Kebijakan ekonomi baru telah diperkenalkan oleh pemerintah Indonesia untuk meningkatkan pengelolaan devisa hasil ekspor sumber daya alam. Presiden Prabowo Subianto menetapkan Peraturan Pemerintah Nomor 8 Tahun 2025 yang menggantikan peraturan sebelumnya, dengan tujuan memperkuat sistem keuangan domestik. Kebijakan ini berlaku mulai 1 Maret 2025 dan menetapkan bahwa seluruh devisa hasil ekspor harus disimpan dalam sistem keuangan Indonesia.
Penyimpanan devisa hasil ekspor ini diharapkan dapat mencapai hingga US$ 80 miliar, yang akan memberikan dampak positif pada ekonomi nasional. Para eksportir tetap diberikan fleksibilitas dalam menggunakan dana tersebut untuk mendukung operasional perusahaan mereka. Penggunaan dana ini dibatasi pada lima aspek penting, termasuk konversi ke rupiah, pemenuhan kewajiban pajak, pembagian dividen valuta asing, pengadaan barang dan jasa impor, serta pelunasan pinjaman valuta asing.
Penerapan kebijakan ini didukung oleh pengawasan ketat dari Direktorat Jenderal Bea dan Cukai, Bank Indonesia, dan Otoritas Jasa Keuangan melalui sistem informasi terintegrasi. Eksportir yang melanggar aturan akan menghadapi sanksi berupa penangguhan pelayanan ekspor. Selain itu, pemerintah juga menyediakan insentif pajak bagi eksportir yang mematuhi peraturan, seperti tarif PPh 0% atas pendapatan bunga dari instrumen penempatan devisa.

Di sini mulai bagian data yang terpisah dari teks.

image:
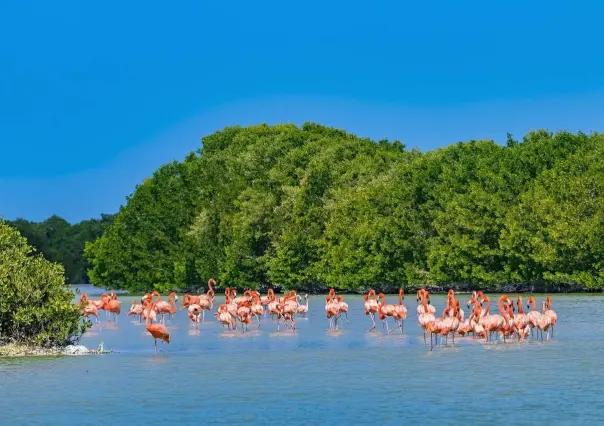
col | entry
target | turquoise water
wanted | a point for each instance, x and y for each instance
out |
(314, 376)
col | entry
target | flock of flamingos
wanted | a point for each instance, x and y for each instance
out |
(510, 323)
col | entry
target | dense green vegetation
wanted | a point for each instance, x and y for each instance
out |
(314, 207)
(36, 306)
(63, 243)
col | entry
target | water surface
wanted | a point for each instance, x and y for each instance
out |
(314, 376)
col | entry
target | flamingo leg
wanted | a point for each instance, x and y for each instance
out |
(372, 316)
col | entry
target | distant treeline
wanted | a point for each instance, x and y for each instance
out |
(313, 207)
(63, 243)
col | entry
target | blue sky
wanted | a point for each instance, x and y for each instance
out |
(95, 96)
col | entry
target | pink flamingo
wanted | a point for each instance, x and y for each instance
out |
(371, 306)
(547, 310)
(157, 331)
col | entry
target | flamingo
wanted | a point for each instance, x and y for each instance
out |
(332, 310)
(169, 307)
(425, 317)
(224, 316)
(194, 312)
(136, 309)
(113, 306)
(157, 331)
(303, 309)
(385, 310)
(244, 314)
(493, 322)
(371, 306)
(534, 316)
(521, 321)
(550, 313)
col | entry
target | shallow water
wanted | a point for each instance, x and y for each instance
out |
(314, 376)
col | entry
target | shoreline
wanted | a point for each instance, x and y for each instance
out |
(389, 291)
(20, 350)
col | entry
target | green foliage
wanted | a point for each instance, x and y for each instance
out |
(35, 304)
(313, 207)
(63, 243)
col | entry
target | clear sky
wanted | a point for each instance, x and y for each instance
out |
(94, 96)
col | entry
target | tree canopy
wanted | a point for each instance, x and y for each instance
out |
(313, 207)
(35, 304)
(61, 242)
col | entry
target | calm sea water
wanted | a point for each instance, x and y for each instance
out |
(314, 377)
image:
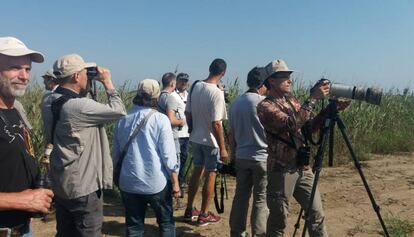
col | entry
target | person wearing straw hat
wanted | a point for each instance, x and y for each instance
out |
(282, 116)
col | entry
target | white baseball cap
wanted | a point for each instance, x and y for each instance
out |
(14, 47)
(69, 64)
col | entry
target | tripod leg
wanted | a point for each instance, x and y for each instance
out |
(376, 208)
(331, 143)
(188, 168)
(317, 167)
(297, 225)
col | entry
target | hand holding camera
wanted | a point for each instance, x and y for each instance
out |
(102, 75)
(320, 89)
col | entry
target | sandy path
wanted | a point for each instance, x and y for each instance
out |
(347, 206)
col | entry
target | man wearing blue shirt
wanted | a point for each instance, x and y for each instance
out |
(150, 166)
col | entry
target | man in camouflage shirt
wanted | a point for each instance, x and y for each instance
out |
(282, 116)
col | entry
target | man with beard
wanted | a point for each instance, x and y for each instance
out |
(18, 169)
(81, 165)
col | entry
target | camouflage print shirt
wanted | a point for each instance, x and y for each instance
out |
(284, 116)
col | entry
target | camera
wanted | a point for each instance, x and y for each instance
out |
(302, 156)
(42, 181)
(226, 168)
(368, 94)
(92, 72)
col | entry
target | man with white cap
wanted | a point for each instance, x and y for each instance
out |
(80, 163)
(18, 168)
(49, 79)
(149, 168)
(282, 116)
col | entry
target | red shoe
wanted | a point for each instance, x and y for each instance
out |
(208, 218)
(191, 214)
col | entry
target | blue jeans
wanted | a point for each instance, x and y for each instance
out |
(136, 205)
(183, 159)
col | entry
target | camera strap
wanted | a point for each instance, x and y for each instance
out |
(289, 143)
(27, 149)
(219, 205)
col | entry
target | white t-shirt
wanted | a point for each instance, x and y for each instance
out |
(182, 100)
(206, 105)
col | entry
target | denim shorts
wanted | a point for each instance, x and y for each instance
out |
(206, 156)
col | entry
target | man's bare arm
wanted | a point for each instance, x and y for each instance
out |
(31, 200)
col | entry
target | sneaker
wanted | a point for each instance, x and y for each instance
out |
(209, 218)
(191, 214)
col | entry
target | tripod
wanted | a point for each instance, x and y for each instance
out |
(328, 130)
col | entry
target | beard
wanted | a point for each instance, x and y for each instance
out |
(10, 88)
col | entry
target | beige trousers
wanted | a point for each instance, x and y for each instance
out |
(281, 187)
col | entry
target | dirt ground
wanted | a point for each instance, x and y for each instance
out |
(348, 209)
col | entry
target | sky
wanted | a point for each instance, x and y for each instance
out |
(355, 42)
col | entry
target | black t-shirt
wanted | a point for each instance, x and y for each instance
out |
(18, 168)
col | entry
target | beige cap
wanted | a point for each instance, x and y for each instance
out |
(49, 73)
(69, 64)
(150, 87)
(11, 46)
(277, 66)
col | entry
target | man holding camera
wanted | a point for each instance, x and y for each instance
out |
(205, 111)
(247, 140)
(180, 94)
(18, 169)
(168, 105)
(289, 175)
(80, 163)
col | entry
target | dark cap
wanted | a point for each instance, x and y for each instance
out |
(256, 77)
(183, 76)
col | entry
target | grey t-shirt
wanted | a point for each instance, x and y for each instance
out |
(248, 132)
(169, 102)
(206, 106)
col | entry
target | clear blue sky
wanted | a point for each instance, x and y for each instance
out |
(349, 41)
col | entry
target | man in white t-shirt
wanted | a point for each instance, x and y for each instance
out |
(180, 94)
(205, 111)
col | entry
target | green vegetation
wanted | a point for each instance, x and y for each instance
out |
(383, 129)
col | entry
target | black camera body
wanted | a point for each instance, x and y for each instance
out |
(92, 72)
(226, 169)
(42, 181)
(303, 156)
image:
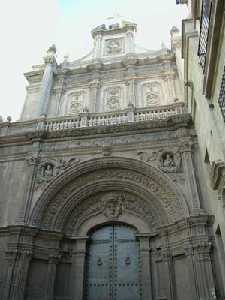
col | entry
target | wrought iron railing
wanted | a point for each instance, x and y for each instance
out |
(204, 32)
(221, 99)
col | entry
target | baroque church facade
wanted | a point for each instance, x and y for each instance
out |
(101, 186)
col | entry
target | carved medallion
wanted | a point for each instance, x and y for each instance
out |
(75, 103)
(113, 46)
(112, 98)
(152, 93)
(112, 204)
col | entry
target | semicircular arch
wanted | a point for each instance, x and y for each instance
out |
(63, 195)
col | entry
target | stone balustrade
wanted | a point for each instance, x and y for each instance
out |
(129, 115)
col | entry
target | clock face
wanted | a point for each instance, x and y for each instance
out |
(114, 46)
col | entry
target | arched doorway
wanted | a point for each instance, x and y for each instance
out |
(113, 264)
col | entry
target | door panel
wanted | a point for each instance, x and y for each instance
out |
(113, 265)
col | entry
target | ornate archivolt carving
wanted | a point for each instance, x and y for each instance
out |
(152, 92)
(112, 206)
(83, 180)
(112, 98)
(114, 46)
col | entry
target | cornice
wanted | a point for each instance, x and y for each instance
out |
(170, 123)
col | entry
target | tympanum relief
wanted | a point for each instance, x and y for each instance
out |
(112, 206)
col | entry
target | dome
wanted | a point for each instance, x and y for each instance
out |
(114, 23)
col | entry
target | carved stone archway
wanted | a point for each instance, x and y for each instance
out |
(174, 245)
(69, 190)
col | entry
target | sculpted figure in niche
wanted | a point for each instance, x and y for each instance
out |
(112, 99)
(113, 47)
(112, 204)
(152, 93)
(75, 104)
(47, 170)
(168, 163)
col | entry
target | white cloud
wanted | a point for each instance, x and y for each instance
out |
(28, 27)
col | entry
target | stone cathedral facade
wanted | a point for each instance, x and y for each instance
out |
(101, 188)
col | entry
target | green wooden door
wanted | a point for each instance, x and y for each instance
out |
(113, 265)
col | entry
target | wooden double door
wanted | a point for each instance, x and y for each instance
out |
(113, 264)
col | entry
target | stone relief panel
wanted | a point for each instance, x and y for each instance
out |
(114, 46)
(152, 94)
(74, 102)
(166, 161)
(112, 206)
(112, 98)
(48, 169)
(168, 199)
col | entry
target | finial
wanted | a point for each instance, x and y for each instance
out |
(52, 49)
(66, 58)
(163, 45)
(50, 57)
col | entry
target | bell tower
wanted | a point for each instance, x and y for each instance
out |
(116, 37)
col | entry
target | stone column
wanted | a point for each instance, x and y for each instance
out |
(94, 93)
(145, 267)
(203, 271)
(78, 269)
(131, 91)
(52, 263)
(47, 80)
(18, 267)
(190, 178)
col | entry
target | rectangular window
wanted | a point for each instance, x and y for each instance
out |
(221, 99)
(204, 32)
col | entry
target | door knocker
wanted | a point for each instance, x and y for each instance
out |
(99, 261)
(127, 261)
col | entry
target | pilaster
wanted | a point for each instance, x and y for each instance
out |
(146, 285)
(78, 269)
(192, 189)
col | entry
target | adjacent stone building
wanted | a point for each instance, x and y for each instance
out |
(102, 188)
(203, 53)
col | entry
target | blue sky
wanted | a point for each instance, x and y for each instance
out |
(29, 27)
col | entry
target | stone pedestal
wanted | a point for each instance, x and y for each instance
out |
(18, 266)
(145, 268)
(78, 269)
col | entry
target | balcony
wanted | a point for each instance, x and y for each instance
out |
(127, 116)
(130, 115)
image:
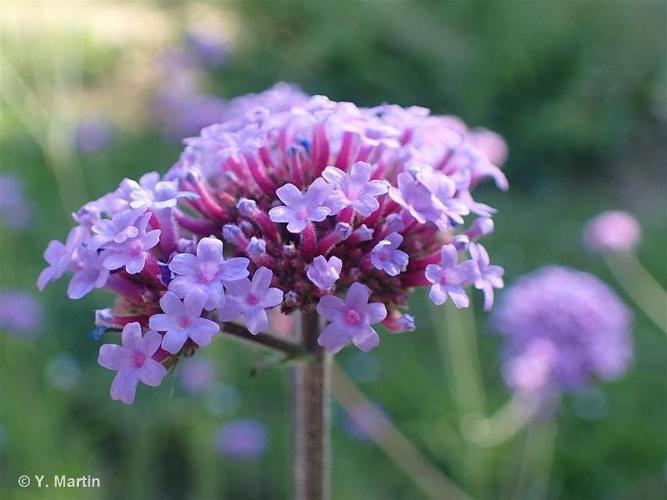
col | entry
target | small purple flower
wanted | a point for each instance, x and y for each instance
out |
(449, 278)
(354, 189)
(301, 208)
(324, 274)
(20, 313)
(151, 192)
(250, 299)
(133, 361)
(183, 321)
(196, 374)
(120, 228)
(242, 440)
(612, 231)
(387, 257)
(489, 275)
(89, 274)
(60, 257)
(573, 322)
(351, 319)
(131, 254)
(206, 272)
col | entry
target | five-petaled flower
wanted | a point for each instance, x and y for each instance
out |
(301, 208)
(133, 361)
(449, 278)
(182, 321)
(250, 299)
(350, 319)
(206, 272)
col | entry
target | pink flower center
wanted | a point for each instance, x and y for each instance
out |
(352, 317)
(136, 248)
(138, 359)
(302, 214)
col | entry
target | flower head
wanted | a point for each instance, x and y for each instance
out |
(564, 327)
(321, 205)
(350, 319)
(612, 231)
(133, 360)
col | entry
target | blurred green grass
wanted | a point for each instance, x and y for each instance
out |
(573, 91)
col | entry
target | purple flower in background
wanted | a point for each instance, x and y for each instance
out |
(301, 208)
(206, 272)
(323, 273)
(489, 275)
(250, 299)
(20, 313)
(242, 439)
(580, 317)
(612, 231)
(182, 321)
(131, 253)
(350, 319)
(133, 361)
(387, 257)
(449, 278)
(354, 189)
(93, 135)
(196, 374)
(14, 209)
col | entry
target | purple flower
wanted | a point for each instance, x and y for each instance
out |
(183, 321)
(242, 440)
(350, 319)
(131, 253)
(612, 231)
(206, 272)
(449, 278)
(386, 256)
(301, 208)
(580, 317)
(20, 313)
(354, 189)
(324, 273)
(489, 275)
(151, 192)
(133, 361)
(250, 299)
(120, 228)
(89, 274)
(60, 257)
(196, 374)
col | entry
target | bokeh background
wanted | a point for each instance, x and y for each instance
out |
(95, 91)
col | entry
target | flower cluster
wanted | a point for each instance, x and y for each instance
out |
(562, 328)
(317, 206)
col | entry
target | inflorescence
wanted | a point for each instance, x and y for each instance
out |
(320, 206)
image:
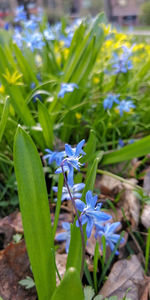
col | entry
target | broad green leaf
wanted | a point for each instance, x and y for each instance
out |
(90, 147)
(75, 249)
(46, 124)
(137, 149)
(88, 293)
(35, 213)
(4, 117)
(28, 282)
(70, 287)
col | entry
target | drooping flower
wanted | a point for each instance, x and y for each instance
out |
(54, 156)
(110, 100)
(90, 212)
(71, 161)
(67, 88)
(65, 236)
(125, 105)
(21, 14)
(109, 232)
(74, 191)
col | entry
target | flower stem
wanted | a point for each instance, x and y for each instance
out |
(80, 225)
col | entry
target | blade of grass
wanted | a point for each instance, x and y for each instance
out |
(4, 117)
(58, 206)
(35, 213)
(147, 252)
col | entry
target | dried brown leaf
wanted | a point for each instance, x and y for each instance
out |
(126, 275)
(10, 225)
(14, 266)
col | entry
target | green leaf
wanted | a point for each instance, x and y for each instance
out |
(90, 147)
(28, 283)
(75, 249)
(4, 117)
(58, 205)
(70, 287)
(88, 293)
(46, 124)
(137, 149)
(35, 213)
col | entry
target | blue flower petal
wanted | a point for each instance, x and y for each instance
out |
(80, 205)
(61, 236)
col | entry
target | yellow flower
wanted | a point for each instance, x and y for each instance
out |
(13, 78)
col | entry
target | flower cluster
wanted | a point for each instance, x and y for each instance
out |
(93, 217)
(67, 160)
(90, 212)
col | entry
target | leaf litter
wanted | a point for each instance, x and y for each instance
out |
(126, 275)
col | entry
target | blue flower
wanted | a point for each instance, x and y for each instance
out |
(65, 236)
(74, 191)
(72, 161)
(67, 39)
(33, 41)
(31, 25)
(109, 232)
(54, 156)
(125, 105)
(67, 88)
(90, 213)
(120, 143)
(48, 34)
(110, 100)
(20, 14)
(17, 38)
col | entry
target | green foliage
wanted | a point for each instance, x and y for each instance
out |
(28, 282)
(145, 13)
(35, 213)
(137, 149)
(70, 287)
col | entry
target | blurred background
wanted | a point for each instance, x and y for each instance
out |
(121, 12)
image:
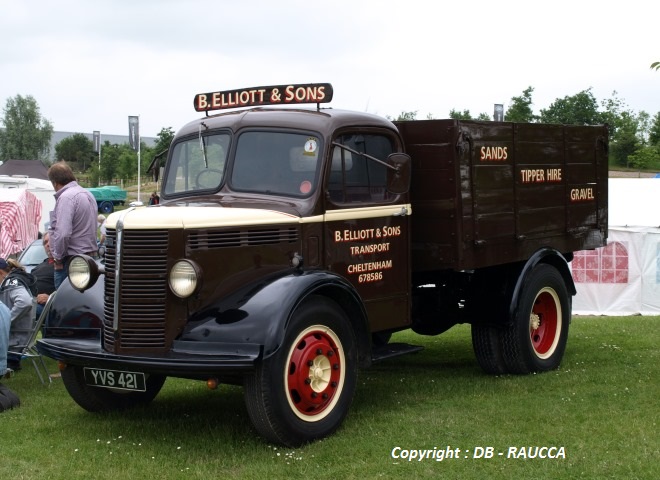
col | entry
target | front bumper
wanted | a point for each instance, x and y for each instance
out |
(185, 360)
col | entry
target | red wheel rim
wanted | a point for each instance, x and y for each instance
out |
(545, 323)
(315, 373)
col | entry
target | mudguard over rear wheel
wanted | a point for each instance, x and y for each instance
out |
(536, 340)
(303, 392)
(99, 399)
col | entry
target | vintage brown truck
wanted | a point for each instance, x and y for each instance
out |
(291, 242)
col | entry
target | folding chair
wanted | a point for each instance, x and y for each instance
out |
(29, 350)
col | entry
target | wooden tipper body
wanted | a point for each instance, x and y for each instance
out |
(487, 193)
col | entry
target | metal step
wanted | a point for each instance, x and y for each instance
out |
(393, 350)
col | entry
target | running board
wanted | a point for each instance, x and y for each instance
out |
(393, 350)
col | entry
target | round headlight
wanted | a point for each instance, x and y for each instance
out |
(184, 278)
(80, 275)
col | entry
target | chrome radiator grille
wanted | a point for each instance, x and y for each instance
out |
(142, 290)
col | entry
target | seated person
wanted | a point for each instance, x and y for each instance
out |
(5, 324)
(44, 272)
(16, 293)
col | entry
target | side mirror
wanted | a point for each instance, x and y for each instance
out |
(398, 175)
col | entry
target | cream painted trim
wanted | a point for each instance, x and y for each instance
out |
(209, 217)
(368, 212)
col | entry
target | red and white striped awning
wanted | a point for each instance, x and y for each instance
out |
(20, 213)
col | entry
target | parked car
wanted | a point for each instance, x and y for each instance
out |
(33, 255)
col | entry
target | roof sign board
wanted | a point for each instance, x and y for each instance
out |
(258, 96)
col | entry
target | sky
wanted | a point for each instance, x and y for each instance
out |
(91, 64)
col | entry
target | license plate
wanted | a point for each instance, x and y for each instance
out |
(98, 377)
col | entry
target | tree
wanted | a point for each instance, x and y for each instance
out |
(27, 135)
(645, 157)
(520, 108)
(77, 150)
(654, 130)
(624, 142)
(456, 115)
(579, 109)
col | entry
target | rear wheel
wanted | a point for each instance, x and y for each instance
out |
(537, 339)
(304, 391)
(100, 399)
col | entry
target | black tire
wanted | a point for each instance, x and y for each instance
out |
(536, 340)
(106, 207)
(8, 399)
(487, 349)
(99, 399)
(304, 391)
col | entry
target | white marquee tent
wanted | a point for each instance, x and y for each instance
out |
(624, 277)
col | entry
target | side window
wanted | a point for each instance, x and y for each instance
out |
(357, 179)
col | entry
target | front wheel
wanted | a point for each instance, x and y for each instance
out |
(106, 207)
(99, 399)
(536, 340)
(303, 392)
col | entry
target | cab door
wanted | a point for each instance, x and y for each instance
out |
(367, 228)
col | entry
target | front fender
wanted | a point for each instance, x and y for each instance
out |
(74, 314)
(261, 313)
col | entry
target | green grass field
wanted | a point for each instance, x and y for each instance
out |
(601, 409)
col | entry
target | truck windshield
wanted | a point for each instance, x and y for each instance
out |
(276, 162)
(197, 164)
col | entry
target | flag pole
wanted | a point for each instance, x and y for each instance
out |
(139, 182)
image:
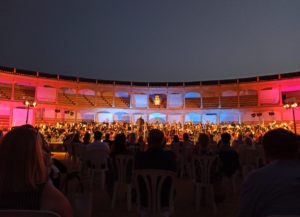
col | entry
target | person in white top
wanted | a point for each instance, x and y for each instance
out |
(275, 188)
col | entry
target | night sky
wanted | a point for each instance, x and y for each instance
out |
(151, 40)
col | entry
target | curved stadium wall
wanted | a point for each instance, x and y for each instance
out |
(71, 99)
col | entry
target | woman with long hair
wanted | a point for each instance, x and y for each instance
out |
(24, 180)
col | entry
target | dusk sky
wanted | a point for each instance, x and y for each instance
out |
(151, 40)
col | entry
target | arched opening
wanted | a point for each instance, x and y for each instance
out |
(121, 116)
(158, 117)
(192, 100)
(193, 117)
(122, 99)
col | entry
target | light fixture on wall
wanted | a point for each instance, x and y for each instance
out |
(28, 104)
(156, 100)
(259, 114)
(292, 106)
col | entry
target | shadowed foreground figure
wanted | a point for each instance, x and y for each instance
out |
(24, 180)
(275, 188)
(156, 158)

Dengan adanya peraturan baru ini, pemerintah bertujuan untuk memperkuat stabilitas ekonomi nasional dan mendukung pertumbuhan industri lokal. Langkah ini mencerminkan komitmen pemerintah dalam menjaga keseimbangan antara kepentingan nasional dan kelangsungan usaha para eksportir, sehingga mendorong investasi dan perkembangan ekonomi yang lebih inklusif dan berkelanjutan.